My name is Jenn and I am 21 years old.
I live in an apartment complex that advertises “Senior Discount” as a perk of living here.
I think they should advertise the fact that there are cockroaches that swarm the back lot every night and if they were larger we could say they were “guard animals.”
I used to stay up late and loved to go “out” and live a “glamorous” lifestyle.
Now my favorite part of the day is coming home to see my cat and taking my pants off.
I used to be really exciting, outgoing, and fun.
These days I’m pretty boring, and like to keep things low key.
Not long ago I thought I was moving to New York City to focus on myself and become a famous actress.
These days I find myself making the 30 minute drive almost daily to my hometown. I can’t seem to get away from it. Additionally, while I’m learning much about myself, I pray for a lifetime of humble service to others.
I used to have a lot of friends, and then I had no friends, and now I fall somewhere in between with a few great people I can almost always rely on.

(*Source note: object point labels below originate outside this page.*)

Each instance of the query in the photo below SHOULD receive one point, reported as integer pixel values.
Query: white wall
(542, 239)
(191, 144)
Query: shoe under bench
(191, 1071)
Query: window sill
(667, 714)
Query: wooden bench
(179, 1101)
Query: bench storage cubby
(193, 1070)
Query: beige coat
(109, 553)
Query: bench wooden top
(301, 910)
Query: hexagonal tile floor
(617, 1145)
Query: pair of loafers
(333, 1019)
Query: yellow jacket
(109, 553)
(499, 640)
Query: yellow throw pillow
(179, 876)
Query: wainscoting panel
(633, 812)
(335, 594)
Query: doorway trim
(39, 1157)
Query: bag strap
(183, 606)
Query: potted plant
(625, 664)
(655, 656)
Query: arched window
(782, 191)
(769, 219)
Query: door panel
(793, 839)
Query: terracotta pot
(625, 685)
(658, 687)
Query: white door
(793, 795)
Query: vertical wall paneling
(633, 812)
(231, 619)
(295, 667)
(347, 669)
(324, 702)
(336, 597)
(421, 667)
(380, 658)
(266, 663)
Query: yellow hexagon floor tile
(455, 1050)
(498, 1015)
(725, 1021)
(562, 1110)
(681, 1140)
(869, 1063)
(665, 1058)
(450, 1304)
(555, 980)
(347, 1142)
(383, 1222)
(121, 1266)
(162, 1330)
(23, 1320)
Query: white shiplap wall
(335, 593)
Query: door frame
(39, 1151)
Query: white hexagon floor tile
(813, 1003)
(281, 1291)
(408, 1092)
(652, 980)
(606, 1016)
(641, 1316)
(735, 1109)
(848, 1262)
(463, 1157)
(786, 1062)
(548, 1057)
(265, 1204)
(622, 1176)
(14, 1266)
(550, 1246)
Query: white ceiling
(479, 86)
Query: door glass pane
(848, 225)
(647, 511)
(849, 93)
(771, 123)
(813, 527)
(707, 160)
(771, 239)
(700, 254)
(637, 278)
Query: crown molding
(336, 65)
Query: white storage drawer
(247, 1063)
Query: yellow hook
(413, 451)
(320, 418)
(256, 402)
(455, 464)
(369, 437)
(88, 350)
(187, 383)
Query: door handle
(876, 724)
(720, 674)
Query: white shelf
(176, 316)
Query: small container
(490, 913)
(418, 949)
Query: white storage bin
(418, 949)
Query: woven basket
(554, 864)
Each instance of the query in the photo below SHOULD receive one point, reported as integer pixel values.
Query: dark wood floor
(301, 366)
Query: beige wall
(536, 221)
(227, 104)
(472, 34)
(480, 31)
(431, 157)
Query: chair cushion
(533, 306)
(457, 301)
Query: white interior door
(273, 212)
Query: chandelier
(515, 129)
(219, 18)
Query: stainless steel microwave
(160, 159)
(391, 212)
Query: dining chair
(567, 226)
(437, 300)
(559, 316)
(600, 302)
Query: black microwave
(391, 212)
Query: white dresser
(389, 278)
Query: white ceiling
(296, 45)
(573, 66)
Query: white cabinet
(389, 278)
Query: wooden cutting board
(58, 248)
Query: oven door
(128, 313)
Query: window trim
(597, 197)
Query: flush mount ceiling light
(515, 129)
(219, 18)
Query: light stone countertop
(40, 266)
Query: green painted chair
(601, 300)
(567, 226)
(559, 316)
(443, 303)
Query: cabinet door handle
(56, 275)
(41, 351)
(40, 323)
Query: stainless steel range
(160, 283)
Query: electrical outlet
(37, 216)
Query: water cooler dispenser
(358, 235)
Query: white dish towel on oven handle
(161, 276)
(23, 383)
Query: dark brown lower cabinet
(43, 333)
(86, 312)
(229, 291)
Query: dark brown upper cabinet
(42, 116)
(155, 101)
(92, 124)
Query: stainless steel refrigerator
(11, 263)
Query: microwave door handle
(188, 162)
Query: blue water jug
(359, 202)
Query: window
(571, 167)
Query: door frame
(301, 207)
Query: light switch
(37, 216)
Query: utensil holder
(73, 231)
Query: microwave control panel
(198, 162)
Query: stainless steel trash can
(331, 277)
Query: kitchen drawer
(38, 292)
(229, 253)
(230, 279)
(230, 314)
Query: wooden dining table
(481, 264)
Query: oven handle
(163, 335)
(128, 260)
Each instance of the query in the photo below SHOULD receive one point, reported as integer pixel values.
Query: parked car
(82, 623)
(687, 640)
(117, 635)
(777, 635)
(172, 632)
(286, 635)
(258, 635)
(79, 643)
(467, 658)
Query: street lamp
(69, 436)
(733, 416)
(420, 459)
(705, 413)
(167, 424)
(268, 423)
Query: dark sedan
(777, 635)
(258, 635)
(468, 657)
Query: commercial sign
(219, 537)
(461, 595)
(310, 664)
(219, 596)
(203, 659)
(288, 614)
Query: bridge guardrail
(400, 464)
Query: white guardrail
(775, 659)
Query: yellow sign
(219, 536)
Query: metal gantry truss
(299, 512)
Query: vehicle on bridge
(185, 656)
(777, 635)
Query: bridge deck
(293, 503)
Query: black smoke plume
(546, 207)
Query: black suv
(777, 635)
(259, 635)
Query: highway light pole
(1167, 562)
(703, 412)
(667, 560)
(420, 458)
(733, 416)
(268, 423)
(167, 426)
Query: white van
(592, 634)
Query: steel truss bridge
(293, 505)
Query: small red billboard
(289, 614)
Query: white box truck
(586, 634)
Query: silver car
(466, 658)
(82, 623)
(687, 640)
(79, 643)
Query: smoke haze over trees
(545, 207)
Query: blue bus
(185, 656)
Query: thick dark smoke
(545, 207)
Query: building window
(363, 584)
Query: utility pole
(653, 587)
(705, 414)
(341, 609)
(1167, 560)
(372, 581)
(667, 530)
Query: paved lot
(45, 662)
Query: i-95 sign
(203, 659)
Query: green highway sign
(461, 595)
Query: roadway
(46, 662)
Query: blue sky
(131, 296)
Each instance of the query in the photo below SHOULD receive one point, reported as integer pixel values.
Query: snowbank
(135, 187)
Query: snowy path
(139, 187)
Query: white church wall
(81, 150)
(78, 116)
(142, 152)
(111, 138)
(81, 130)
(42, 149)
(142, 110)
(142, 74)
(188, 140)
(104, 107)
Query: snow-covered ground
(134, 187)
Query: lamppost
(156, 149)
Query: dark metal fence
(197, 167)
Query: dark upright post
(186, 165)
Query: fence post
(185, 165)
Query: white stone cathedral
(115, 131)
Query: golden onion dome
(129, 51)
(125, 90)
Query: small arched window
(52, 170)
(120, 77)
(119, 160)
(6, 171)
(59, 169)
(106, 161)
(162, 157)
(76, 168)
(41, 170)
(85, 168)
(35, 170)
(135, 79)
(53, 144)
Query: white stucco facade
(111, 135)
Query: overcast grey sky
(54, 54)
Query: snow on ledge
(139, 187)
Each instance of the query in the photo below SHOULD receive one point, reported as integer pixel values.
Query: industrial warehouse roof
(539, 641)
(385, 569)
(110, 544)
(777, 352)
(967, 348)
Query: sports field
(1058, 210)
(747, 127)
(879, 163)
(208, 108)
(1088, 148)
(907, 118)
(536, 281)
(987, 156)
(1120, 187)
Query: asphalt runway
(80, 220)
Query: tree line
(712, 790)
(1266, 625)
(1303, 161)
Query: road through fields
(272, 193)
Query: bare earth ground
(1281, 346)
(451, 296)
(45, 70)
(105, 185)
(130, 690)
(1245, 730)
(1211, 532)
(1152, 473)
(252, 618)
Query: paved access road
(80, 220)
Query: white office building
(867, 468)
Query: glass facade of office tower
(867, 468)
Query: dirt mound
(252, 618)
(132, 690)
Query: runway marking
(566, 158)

I used to love big cities, nightlife,and crowds of people.
These days they overwhelm me and I enjoy weekend trips in the country.
I used to think I wouldn’t even get married until I was 30+ and would probably just marry a man for money.
Today is my 2.5 year dating anniversary with the love of my life and I can’t wait until we decide to make a life-long commitment to eachother.
I used to wake up hours early to shower, shave, exfoliate, apply full make up, and style my hair.
Sometimes I don’t remember when I last showered or washed my hair and consider it a “good day” when I don’t have to wear makeup!
I used to be in a really unhealthy dating relationship(s).
The boy I’m in love with does his best to love me like Jesus– with grace, forgiveness, and even gifts from the heart when I feel undeserving.
I used to love meat.
Now I’m a vegetarian.
I used to want to travel somewhere glamorous and romantic like France.
This past March I went to the Kingdom of Swaziland to serve HIV/AIDS orphans…. but I fell in love there too.
I used to think God was far off and distant.
Yesterday I saw myself dancing with Jesus in my mind’s eye.
I used to feel pretty alone even though I was surrounded by people and had lots of “friends.”
This summer I have been brought to tears by the community that surrounds me and the people who have invested in me.